# Need ideas for stocking a 20 gallon tall



## New2Betas (Nov 13, 2009)

I'm about 1/2 done cycling a 20 gallon tall and had planned to start a betta sorority but decided against it as I rather have a more peaceful tank. I do have one very docile small female betta that I need to add to the 20g. I’m considering dwarf goumies and maybe some black tetras, but need to know how many I can add. I would like a verity of colorful fish.


----------



## Angel079 (Feb 14, 2007)

To better assist you to point you into the right direction:
What are your water parameters (pH & hardness)?

Are these all live plants in the tank?


----------



## New2Betas (Nov 13, 2009)

Just tested PH and it is right on 7.0. My test kit does not have anything for testing the hardness. But when I brought in a sample to the petstore they said it was good. lol


----------



## Angel079 (Feb 14, 2007)

Well water is either hard or soft not good lol and ideally expressed in a figure.
Just when you have them test it again, ask them for a number.

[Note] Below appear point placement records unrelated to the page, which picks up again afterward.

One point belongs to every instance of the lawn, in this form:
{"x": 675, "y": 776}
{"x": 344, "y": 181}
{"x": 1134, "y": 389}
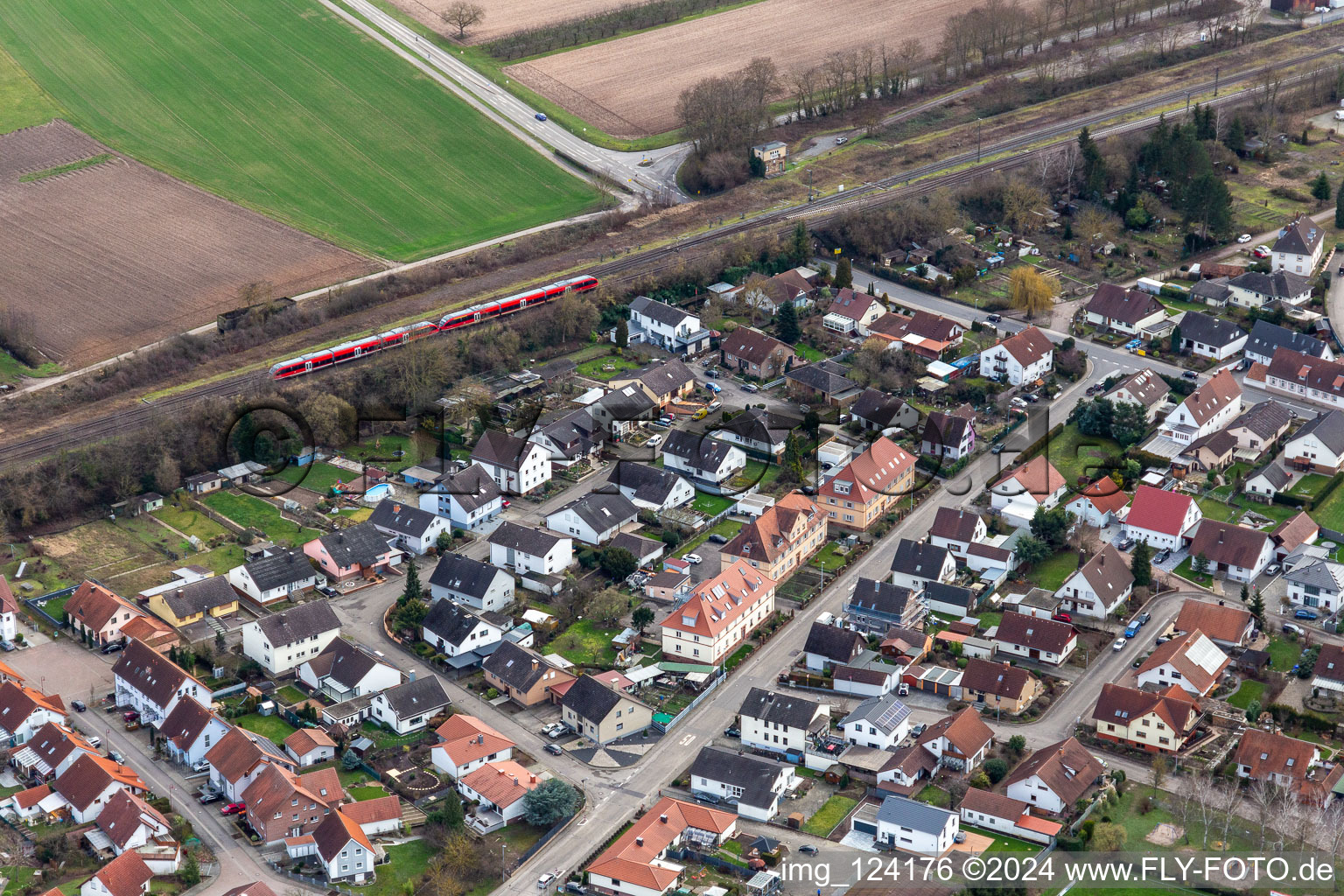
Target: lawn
{"x": 284, "y": 108}
{"x": 831, "y": 815}
{"x": 270, "y": 727}
{"x": 1249, "y": 692}
{"x": 1077, "y": 456}
{"x": 1050, "y": 574}
{"x": 256, "y": 514}
{"x": 586, "y": 645}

That said, its safe to assume you have no soft acidic water, so that excludes many common seen Tetra's at the stores. I think your Gouramies would be fine...Exactly what "black" tetra did you have in mind there Black Widow? Black Phantom? 
I think the Phantom would do better in your water then the Widow. And they should be kept in groups of at least 8, preferably 10 if your budget allows it. Then a pair Dwarf Gouramis and your betta gal...


----------



## New2Betas (Nov 13, 2009)

Sorry, the black neon tertras, maybe some regular neons and zebra danioes too. I do have some live plants, not many though. I would like to add some glass shrimp as well. How many goumies can I add? I would like to get a blue and a red at least. I was hoping to get a few of them but after some reading it sounds like they are aggressive towards each other.


----------



## Angel079 (Feb 14, 2007)

Both fish in question (black and Neon tetra) require water of pH 6-7.5 and KH 2-10 @ Temps of 75-82F so unless we know for sure (meaning by test) that your water is soft, I'd have high doubts they'll thrive in your water. and in either case, they're school fish and you should not keep no less then groups of 8 min.

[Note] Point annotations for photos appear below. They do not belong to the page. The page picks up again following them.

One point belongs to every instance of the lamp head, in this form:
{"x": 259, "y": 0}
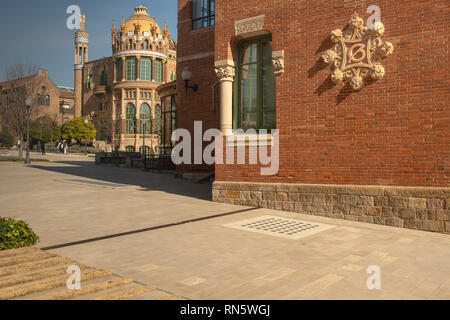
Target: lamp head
{"x": 186, "y": 74}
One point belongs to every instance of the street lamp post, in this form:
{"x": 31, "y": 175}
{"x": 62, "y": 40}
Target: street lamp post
{"x": 28, "y": 106}
{"x": 85, "y": 135}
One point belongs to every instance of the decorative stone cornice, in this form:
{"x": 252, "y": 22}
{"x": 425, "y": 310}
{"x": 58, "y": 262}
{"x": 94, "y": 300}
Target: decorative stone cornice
{"x": 225, "y": 73}
{"x": 250, "y": 27}
{"x": 278, "y": 62}
{"x": 357, "y": 53}
{"x": 225, "y": 70}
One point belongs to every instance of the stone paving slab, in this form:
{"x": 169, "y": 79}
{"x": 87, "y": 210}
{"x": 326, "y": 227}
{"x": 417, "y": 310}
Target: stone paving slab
{"x": 205, "y": 260}
{"x": 61, "y": 210}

I'd not recommend no more then 2 Gouramies in the tank and 2 only then, if the tank is WELL planted, meaning some easily 60-70% plant coverage throughout for hiding (to avoid aggression attacks between them and the betta gal)
The Danio's will do fine also in harder water, IMO a MUCH better choice for your tank. However there again, they gotta be kept in groups not singles.

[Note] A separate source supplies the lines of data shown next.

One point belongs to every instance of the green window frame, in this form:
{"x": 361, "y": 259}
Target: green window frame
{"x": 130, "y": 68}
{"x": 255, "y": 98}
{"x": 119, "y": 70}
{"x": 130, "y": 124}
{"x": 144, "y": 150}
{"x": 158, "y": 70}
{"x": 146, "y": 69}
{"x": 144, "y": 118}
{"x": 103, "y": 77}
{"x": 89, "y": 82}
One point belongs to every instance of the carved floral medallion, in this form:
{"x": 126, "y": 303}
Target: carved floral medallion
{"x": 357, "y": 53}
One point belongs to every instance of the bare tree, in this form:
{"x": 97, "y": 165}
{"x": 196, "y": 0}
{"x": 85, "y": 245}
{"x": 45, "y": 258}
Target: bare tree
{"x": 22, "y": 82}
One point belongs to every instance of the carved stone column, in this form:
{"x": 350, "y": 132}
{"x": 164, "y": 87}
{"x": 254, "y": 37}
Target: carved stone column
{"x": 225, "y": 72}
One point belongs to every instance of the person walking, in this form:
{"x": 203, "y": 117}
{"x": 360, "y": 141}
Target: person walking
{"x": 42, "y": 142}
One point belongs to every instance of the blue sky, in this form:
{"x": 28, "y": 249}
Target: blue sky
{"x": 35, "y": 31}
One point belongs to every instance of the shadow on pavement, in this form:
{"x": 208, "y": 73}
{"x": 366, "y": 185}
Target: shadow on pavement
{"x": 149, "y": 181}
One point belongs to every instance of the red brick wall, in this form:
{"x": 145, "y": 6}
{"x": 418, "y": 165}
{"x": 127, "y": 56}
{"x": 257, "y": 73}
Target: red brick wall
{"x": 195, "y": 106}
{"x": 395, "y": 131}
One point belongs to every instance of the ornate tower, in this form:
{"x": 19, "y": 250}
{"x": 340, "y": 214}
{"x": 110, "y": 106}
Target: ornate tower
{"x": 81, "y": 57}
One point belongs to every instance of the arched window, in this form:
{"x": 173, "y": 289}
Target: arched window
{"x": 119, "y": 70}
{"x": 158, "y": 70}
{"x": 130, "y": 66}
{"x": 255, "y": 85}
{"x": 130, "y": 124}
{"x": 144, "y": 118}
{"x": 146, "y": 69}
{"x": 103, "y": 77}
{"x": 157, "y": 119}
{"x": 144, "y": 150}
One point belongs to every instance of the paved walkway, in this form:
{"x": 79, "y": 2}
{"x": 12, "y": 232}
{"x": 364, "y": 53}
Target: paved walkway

The problem I see coming in this set up / your wishes is simply the fact that you chosen only those fish that occupy the same water levels, rather then picking a stock where some will live on the bottom, your Gouramis & Betta gal in the middle and someone else up top.

Were this may tank (and obviously its not) I'd have the Betta Gal & 2 Gouramies. A school of 10 Cory's and a group of 5 silver Hachetfish if the water allows it.

The glass shrimp aka Ghost shrimp are simply going to be regared as live foods offered by the Gourami. So adding them to KEEP them is out of question there.


----------



## New2Betas (Nov 13, 2009)

So I assume that silver Hachetfish live at the top of the tank, is there another alternative?


----------



## Angel079 (Feb 14, 2007)

Yes they do and also look pretty unique - Googel some pictures you'll see


----------



## beetlebz (Aug 2, 2007)

personally, id stick with the betta sorority  I have a betta sorority that just got upgraded to a 20L, and its by far my favorite tank. As long as there are places to hide in the tank i dont think its physically possible to have anything more peaceful. I have had a continuous betta sorority for like 3 years now, the only times it ever got mean was when I only had 2 or 3, with deteriorating water conditions, and no places to hide. Its my favorite tank 

with that being said, gouramis are kinda a crap shoot in my experience. if the water is tame I would consider a pair of rams and a single school of tetras. or even 2 rams and that school of hatchet fish. Ill even go so far as to say I neat combination would be a small school (8-10) of tetras, a pair of dwarf gourami, and if you wanted even a small shoal of cory cats would be happy in there (if well maintained) just be prepared to return one or both gouramis if they act up. honestly I think thats the combo i would put in there 

lots of little options, rams, apistos, dwarf gourami, cories, a bunch of different tetras, hell you could even put neolamorologus multis in a tank that size lol 

anything you had in mind besides the black neons?


----------



## willow (Sep 9, 2006)

:shock: beetle dude where you been ?


----------



## jaysee (Dec 9, 2009)

Really? 2 gouramis and a betta in a 20H?


----------



## beetlebz (Aug 2, 2007)

LOL i thought we were playing hide and go seek, and i thought I was just really good at it! turns out, we werent even playing lol


----------